Data Reviews

When we don't believe that automated extraction will be sufficiently accurate, we can use Data Reviews to request reviews by human reviewers who can fix extraction issues before accepting an extraction result.

Context

We want the following properties from reviews:

We want to be notified when there are new reviews that need attention
Data removed from the source should also drop out of the dataset.
If the source data changes in a way that the automated extraction changes, e.g. for a correction, we want to update and re-review the data.
If we change the data model, e.g. to extract additional fields, we want to be able to decide whether existing reviews should be redone or can be backward compatible.
- We want incompatible data model changes to fail early and loudly.
We want user-edited data changes to be validated early (ideally in the UI) to prevent painful slow review/editing turnaround time.

Implementation

The basic workflow is:

define a pydantic model for the data
Perform the automated extraction
Call review = review_extraction()
If review.accepted is true, use review.extracted_data
Assert that all the reviews related to a given crawler are accepted using assert_all_accepted, opting to either emit a warning, or raise an exception. An exception is useful to prevent publishing a partial dataset - if we would prefer to hold off publishing a new release until the data has been accepted.
After the crawler has run, reviewers can review the data in Zavod UI and correct/accept extraction results. The crawler can then use the accepted data in its next run.

For example, imagine a crawler crawling web pages with regulatory notices.
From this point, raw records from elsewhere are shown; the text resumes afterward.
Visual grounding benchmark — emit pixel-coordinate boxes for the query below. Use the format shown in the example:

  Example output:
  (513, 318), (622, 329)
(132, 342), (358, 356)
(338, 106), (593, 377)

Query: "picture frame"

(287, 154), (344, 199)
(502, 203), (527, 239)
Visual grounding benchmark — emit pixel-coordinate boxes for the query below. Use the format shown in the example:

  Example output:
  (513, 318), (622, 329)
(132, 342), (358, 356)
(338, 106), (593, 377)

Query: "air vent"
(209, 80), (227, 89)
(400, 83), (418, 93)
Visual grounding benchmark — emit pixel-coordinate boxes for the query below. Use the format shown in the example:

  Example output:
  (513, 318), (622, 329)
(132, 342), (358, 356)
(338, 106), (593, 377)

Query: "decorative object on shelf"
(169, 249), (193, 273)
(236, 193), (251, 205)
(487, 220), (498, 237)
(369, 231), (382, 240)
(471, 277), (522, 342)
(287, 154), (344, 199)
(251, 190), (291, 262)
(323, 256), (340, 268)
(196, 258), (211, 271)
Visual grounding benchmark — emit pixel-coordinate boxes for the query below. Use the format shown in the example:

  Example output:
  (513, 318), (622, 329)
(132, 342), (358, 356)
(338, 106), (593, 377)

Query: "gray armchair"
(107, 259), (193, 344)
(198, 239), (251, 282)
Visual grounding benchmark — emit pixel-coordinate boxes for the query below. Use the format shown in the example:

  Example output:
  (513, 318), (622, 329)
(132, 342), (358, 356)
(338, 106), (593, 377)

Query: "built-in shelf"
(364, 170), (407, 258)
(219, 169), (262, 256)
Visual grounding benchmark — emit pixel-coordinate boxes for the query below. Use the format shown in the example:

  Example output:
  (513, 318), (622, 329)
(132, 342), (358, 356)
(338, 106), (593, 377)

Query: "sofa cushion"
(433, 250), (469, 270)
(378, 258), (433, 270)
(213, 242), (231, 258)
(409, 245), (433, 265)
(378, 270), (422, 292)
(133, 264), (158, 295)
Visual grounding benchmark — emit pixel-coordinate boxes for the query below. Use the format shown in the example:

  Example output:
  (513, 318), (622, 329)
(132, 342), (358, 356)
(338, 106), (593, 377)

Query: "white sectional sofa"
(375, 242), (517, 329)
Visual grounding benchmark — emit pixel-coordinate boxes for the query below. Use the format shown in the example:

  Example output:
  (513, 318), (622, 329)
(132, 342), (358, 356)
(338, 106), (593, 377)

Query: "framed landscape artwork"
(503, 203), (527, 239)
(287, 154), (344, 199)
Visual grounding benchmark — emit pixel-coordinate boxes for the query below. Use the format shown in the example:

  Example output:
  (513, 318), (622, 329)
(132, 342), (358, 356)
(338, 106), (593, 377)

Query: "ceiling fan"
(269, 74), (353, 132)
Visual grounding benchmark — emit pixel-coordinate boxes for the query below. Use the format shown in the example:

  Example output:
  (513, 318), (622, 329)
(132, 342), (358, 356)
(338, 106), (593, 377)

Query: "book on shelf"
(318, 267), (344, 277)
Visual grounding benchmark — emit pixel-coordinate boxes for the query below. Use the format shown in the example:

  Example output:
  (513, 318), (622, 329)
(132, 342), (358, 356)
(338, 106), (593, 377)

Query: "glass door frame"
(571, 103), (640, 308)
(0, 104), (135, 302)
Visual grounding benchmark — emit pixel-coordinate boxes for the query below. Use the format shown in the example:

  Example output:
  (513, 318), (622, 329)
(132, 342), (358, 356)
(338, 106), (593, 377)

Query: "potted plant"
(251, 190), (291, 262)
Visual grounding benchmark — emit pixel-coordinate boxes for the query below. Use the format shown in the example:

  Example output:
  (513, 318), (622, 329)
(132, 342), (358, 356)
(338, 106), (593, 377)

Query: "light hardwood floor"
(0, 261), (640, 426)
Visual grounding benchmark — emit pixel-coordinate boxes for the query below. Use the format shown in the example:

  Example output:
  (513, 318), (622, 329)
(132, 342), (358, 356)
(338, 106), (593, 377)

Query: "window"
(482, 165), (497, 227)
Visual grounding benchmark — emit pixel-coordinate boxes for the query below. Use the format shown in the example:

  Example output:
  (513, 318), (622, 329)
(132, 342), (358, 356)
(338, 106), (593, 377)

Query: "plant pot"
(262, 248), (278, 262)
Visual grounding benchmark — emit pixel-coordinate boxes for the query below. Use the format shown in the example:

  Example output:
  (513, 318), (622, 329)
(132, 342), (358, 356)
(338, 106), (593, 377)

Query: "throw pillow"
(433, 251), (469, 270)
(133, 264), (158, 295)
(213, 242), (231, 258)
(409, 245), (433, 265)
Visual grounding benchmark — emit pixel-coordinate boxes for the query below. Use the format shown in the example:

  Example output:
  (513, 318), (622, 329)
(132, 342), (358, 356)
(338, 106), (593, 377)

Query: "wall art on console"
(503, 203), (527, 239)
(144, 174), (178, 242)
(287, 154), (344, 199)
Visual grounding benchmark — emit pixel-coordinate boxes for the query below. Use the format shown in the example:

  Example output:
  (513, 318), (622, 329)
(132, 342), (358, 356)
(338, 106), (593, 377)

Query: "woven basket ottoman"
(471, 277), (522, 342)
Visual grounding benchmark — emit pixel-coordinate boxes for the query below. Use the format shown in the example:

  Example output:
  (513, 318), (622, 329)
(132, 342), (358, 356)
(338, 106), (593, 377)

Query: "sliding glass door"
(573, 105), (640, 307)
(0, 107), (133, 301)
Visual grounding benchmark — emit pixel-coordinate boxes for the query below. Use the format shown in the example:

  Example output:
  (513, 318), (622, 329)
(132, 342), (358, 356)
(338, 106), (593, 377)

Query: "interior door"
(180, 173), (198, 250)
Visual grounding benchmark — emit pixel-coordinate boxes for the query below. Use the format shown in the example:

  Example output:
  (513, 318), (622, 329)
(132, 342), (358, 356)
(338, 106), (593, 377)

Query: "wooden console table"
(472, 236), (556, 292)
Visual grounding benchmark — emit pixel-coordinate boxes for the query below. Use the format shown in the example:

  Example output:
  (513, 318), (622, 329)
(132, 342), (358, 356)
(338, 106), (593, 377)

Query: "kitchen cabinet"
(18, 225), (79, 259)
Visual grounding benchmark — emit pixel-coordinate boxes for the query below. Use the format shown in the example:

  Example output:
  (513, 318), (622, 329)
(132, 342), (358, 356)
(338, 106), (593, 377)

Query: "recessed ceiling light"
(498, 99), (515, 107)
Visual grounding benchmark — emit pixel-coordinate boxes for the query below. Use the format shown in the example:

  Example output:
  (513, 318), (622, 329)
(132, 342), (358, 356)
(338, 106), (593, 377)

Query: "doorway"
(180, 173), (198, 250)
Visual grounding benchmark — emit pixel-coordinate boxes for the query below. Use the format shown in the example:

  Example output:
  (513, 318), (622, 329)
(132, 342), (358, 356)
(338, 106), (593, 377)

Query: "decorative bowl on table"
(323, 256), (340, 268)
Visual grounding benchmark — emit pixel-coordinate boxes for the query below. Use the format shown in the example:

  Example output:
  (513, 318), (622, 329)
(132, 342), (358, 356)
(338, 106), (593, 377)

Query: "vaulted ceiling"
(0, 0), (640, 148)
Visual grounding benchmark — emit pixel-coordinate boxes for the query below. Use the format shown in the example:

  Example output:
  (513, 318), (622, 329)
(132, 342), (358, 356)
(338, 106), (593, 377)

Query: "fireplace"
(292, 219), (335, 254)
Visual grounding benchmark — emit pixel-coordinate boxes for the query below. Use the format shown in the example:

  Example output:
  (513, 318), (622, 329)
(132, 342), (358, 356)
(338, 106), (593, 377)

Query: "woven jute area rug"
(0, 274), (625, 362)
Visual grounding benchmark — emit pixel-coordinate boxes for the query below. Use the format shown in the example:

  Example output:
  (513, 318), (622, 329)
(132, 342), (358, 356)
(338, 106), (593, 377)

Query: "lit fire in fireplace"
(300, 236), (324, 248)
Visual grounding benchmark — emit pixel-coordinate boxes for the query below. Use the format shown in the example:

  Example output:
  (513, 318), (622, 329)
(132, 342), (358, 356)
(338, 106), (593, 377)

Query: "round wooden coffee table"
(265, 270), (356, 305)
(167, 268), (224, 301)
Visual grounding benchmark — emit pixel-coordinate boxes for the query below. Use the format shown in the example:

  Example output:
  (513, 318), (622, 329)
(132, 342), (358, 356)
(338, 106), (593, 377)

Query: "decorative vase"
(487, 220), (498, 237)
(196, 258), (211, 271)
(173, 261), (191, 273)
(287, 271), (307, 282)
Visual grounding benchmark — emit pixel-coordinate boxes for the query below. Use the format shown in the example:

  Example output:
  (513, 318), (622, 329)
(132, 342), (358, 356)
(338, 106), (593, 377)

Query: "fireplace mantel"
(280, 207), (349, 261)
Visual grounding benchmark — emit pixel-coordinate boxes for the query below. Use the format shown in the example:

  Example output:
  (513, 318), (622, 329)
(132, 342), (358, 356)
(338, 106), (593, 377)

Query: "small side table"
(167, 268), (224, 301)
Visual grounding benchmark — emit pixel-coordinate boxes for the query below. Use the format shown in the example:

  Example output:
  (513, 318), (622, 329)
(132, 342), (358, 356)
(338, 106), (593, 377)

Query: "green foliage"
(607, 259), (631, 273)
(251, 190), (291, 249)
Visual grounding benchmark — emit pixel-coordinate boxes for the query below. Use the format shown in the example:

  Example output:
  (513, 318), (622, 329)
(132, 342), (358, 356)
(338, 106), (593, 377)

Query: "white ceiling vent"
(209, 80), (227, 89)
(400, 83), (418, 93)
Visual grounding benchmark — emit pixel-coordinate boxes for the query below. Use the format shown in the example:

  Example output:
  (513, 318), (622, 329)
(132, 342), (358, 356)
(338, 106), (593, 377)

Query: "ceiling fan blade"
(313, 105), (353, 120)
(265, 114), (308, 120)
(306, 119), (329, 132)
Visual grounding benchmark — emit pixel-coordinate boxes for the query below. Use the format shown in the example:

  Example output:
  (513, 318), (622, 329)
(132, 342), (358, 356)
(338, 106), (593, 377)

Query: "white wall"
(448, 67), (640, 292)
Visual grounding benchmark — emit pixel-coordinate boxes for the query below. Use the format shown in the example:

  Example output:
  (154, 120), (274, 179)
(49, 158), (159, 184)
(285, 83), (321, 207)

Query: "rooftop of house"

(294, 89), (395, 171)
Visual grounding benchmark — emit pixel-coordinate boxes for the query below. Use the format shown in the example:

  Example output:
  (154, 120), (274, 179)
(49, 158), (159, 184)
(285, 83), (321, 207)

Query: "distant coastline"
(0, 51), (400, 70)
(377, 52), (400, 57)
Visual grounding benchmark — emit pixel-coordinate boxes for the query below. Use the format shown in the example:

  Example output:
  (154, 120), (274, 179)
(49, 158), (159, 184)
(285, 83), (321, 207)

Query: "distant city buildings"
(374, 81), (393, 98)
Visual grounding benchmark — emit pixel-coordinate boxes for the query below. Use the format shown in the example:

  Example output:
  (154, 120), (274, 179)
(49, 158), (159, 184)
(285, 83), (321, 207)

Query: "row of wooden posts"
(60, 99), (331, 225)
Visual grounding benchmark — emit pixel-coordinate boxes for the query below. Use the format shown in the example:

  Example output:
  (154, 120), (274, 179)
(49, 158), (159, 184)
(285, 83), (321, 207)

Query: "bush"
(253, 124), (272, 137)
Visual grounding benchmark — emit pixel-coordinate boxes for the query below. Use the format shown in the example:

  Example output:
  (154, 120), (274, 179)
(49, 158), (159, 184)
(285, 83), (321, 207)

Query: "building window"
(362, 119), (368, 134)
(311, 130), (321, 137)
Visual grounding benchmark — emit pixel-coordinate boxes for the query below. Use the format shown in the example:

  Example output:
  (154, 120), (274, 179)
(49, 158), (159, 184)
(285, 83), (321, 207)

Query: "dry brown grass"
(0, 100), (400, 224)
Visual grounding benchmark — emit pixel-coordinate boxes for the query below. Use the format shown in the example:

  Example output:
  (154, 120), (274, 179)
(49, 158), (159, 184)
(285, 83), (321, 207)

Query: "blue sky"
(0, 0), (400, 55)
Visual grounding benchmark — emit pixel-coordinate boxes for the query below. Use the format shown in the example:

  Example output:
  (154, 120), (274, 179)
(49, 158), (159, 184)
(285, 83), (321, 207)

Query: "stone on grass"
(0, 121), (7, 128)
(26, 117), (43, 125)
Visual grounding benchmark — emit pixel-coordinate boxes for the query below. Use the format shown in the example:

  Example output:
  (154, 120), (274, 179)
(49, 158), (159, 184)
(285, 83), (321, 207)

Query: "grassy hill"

from zavod.extract.llm import run_typed_text_prompt
from zavod.stateful.review import review_extraction, assert_all_accepted, HtmlSourceValue


Schema = Literal["Person", "Company", "LegalEntity"]
schema_field = Field(
    description=(
        "Use LegalEntity if it isn't clear whether the entity is a person or a company."
    )
)


class Defendant(BaseModel):
    entity_schema: Schema = schema_field
    name: str


class Defendants(BaseModel):
    defendants: List[Defendant]


PROMPT = f"""
Extract the defendants in the attached article. ONLY include names mentioned
in the article text.

Instructions for specific fields:

  - entity_schema: {schema_field.description}
"""

def crawl_page(context: Context, url: str, page: _Element) -> None:
    article = doc.xpath(".//article")[0]
    source_value = HtmlSourceValue(
        key_parts=notice_id(url),
        label="Notice of regulatory action taken",
        element=article_element,
        url=url,
    )
    prompt_result = run_typed_text_prompt(
        context,
        prompt=PROMPT,
        string=source_value.value_string,
        response_type=Defendants,
    )
    # If a review has previously been requested for the same source_value.key_parts,
    # it'll be found here.
    review = review_extraction(
        context,
        source_value=source_value
        original_extraction=prompt_result,
        origin=gpt.DEFAULT_MODEL,
    )
    # Once it's been accepted by a reviewer, we can use it
    if not review.accepted:
        return

    for item in review.extracted_data.defendants:
        entity = context.make(item.entity_schema)
        entity.id = context.make_id(item.name)
        entity.add("name", item.name, origin=review.origin)
        context.emit(entity)

def crawl(context: Context) -> None:
    ...
    for url in urls:
        ...
        crawl_page(context, url, page)

    # This will raise an exception unless all the reviews fetched
    # during a given crawl have `accepted == True`.
    assert_all_accepted(context)

`zavod.stateful.review.review_extraction(context, source_value, original_extraction, origin, crawler_version=1, default_accepted=False)`

Ensures a Review exists for the given key to allow human review of automated data extraction from a source value.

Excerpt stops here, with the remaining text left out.